Lucky for us while it appears Future Islands has decided to define their sound using such a general -- and some may say pretentious -- term are really just a bunch of synth-pop music geeks from North Carolina. The band’s recent migration to Baltimore made them another appendage of the avant-garde Wham City Collective started by the ultimate music geek and prankster, Dan Deacon. Wham City prides itself on making music that rides a fine line between low-fi brilliance and sheer comedic, psychedelic fused pop.

With all of these whacked out elements in play, the end product is an anthem driven, gravely voiced, theatrical effort with its roots placed firmly in late ‘70s and early ‘80s synth pop icons like The Human League and Joy Division, but lyrically has a textured and idyllic storytelling element.

It’s impossible to talk about this band without mentioning the contributions of its members, specifically frontman Samuel T. Herring and synth player/composer, J. Gerritt Welmer. Herring seems more like a grumpy old codger than a young musician most of the time with his Tom Waites-esque melancholy vocal stylings and his constant tales of woe.

Though Herring’s lyrics are almost child-like in their simplicity, he always seems to draw is in with his trademark graveled groan and gut punching stories of anguish and affliction. “He says nothing seems the same, and I can't feel a thing, my body's like a wave, caving in on me.”

Herring, an obvious student of the late ‘70s and all things synth, has honed this trademark sound more on this record than the previous, bringing more of a clear tone and voice to the band’s sound.

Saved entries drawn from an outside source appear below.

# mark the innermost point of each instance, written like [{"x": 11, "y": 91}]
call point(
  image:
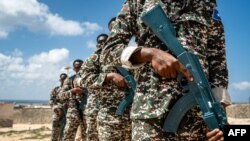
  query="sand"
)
[{"x": 42, "y": 132}]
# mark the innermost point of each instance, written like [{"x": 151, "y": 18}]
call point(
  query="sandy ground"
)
[{"x": 42, "y": 132}]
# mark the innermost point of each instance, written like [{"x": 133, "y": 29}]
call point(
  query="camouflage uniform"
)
[
  {"x": 155, "y": 95},
  {"x": 74, "y": 116},
  {"x": 56, "y": 119},
  {"x": 91, "y": 111},
  {"x": 110, "y": 126}
]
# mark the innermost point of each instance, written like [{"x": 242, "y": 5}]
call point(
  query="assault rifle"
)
[{"x": 198, "y": 91}]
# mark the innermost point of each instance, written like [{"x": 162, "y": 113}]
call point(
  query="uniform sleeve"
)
[
  {"x": 218, "y": 72},
  {"x": 119, "y": 37},
  {"x": 91, "y": 73},
  {"x": 52, "y": 97}
]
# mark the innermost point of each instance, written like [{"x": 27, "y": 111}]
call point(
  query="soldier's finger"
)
[{"x": 185, "y": 72}]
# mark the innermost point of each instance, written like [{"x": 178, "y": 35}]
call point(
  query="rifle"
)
[
  {"x": 130, "y": 91},
  {"x": 198, "y": 91}
]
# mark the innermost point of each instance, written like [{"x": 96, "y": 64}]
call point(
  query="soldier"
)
[
  {"x": 110, "y": 126},
  {"x": 92, "y": 106},
  {"x": 74, "y": 94},
  {"x": 57, "y": 108},
  {"x": 157, "y": 87},
  {"x": 111, "y": 23}
]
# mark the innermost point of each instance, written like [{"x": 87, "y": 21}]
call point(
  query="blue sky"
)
[{"x": 38, "y": 38}]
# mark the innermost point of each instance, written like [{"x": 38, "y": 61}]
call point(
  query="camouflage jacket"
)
[
  {"x": 65, "y": 94},
  {"x": 94, "y": 74},
  {"x": 53, "y": 96},
  {"x": 155, "y": 94}
]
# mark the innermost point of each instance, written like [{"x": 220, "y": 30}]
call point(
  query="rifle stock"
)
[{"x": 200, "y": 92}]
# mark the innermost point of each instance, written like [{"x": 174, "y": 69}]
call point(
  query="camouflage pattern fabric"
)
[
  {"x": 155, "y": 95},
  {"x": 56, "y": 105},
  {"x": 74, "y": 116},
  {"x": 110, "y": 126},
  {"x": 91, "y": 111},
  {"x": 53, "y": 96}
]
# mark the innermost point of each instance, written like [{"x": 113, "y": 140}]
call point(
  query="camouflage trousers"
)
[
  {"x": 112, "y": 127},
  {"x": 56, "y": 127},
  {"x": 73, "y": 120},
  {"x": 91, "y": 111},
  {"x": 192, "y": 128}
]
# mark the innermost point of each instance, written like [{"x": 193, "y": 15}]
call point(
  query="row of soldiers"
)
[
  {"x": 77, "y": 108},
  {"x": 198, "y": 28}
]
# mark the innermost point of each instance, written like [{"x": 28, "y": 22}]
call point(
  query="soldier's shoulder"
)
[{"x": 92, "y": 58}]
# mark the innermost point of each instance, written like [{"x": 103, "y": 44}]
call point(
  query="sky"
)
[{"x": 38, "y": 38}]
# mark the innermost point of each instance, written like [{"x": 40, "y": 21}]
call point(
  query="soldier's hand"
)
[
  {"x": 215, "y": 135},
  {"x": 77, "y": 90},
  {"x": 118, "y": 79},
  {"x": 167, "y": 65}
]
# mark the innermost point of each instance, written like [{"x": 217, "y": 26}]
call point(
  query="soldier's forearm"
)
[{"x": 142, "y": 56}]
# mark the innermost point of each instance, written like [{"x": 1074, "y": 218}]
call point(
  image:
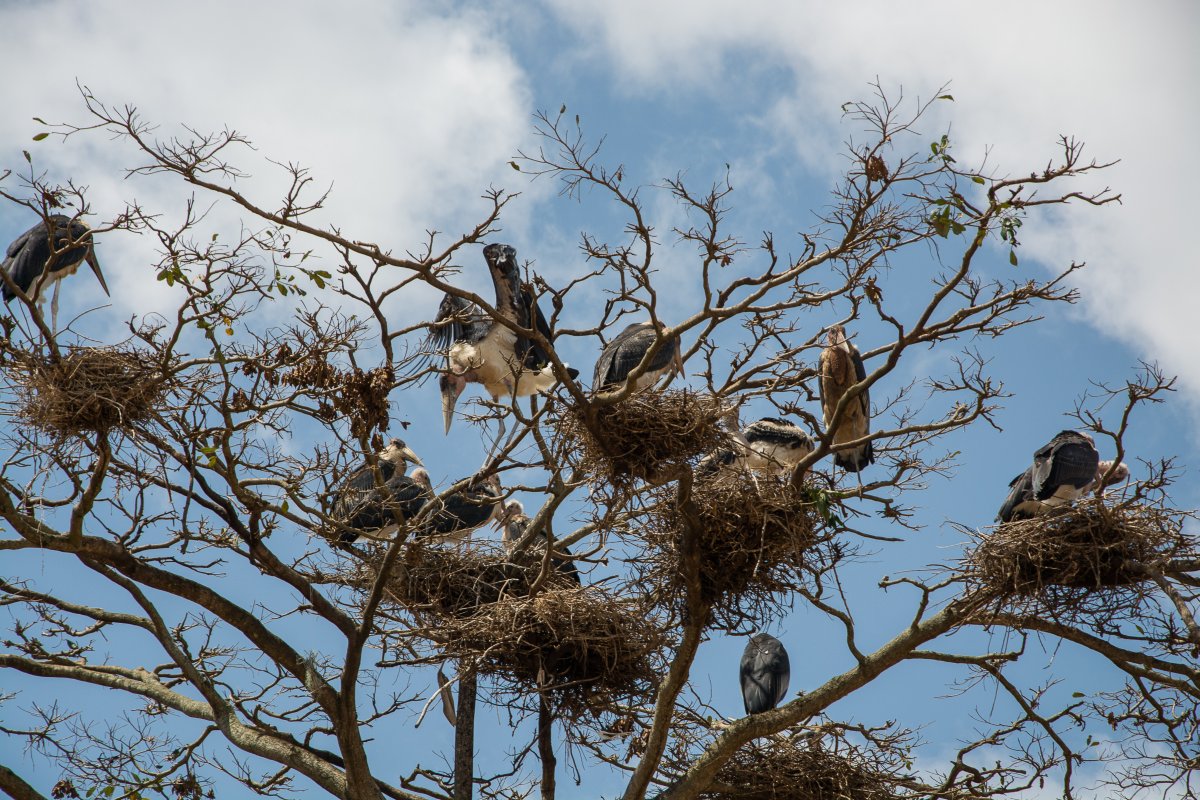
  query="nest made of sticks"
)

Most songs have the same arch with a subdued beginning ending in a crash of synth and vocals. So it’s a formula; so what. The formula seems to work and the band’s music is more focused because of it. Though the record does have faults; that is exactly why we love it. Even though there is obvious dichotomy of a grizzled, scratchy voice against what some may see as an antiquated style of synth-pop; we love it for exactly those reasons. When Future Islands are at their most awkward is when they are the most interesting and definitely endearing.